Ülkede hukuksuz tutuklamaların olması, sulh ceza mahkemelerinde dikey itiraz mekanizmasının olmamasından değil; bizzat bu mahkemeler aracılığıyla iktidarın talebi doğrultusunda tutuklamaların yapılmasındandır. Adaletin ayaklar altına alınması mahkumların aileleri ile görüntülü görüşememesinden değil; adil olmayan yargılamalarla mahkum edilmesinden kaynaklanmaktadır.
Eylem Planı’nda "işkenceye sıfır tolerans" denirken, ülkede zorla insan kaçırmalar, cezasızlık politikası, "kırın bacağını suçu bana atın" diyen bir İçişleri Bakanı varken istenilen mevzuat düzenlemeleri yapılsın; sonuç değişmeyecektir.

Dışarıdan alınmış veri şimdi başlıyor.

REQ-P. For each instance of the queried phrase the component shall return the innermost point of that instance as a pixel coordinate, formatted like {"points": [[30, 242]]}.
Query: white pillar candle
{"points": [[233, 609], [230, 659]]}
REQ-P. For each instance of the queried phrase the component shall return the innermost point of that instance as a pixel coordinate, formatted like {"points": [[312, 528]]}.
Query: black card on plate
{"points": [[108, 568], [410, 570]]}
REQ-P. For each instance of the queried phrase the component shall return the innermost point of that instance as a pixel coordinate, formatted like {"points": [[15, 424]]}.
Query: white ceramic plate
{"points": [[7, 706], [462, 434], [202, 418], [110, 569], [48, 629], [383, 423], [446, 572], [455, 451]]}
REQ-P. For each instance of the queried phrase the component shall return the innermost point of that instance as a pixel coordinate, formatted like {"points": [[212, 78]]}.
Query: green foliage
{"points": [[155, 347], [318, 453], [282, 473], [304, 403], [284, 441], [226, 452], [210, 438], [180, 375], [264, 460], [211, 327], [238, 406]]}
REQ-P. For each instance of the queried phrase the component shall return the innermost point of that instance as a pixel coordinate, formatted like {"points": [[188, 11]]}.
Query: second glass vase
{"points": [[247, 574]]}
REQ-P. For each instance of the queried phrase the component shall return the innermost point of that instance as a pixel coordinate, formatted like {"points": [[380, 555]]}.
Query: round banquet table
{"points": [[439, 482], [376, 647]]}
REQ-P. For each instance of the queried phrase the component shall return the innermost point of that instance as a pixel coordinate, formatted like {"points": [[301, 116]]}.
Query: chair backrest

19 yıllık iktidarı boyunca tüm eylem planlarında vaat edilen benzer ilkelerinin son yıllarda tam tersini yapan iktidara toplumun artık güveni kalmamıştır. Bilerek ve isteyerek bu hale getirilen yargı bağımsızlığı ve kuvvetler ayrılığının yeniden tesisine dair ikna edici hiçbir öneri getiremeyen bu Eylem Planı’nın, sorunun kaynağına inerek sistemsel bir iyileştirme gerçekleştirmesi de imkansızdır. Nitekim en iyi kanunlar yazılsa dahi, yapısal eksiklikler giderilmediği müddetçe sonuç alınmayacağı açıktır."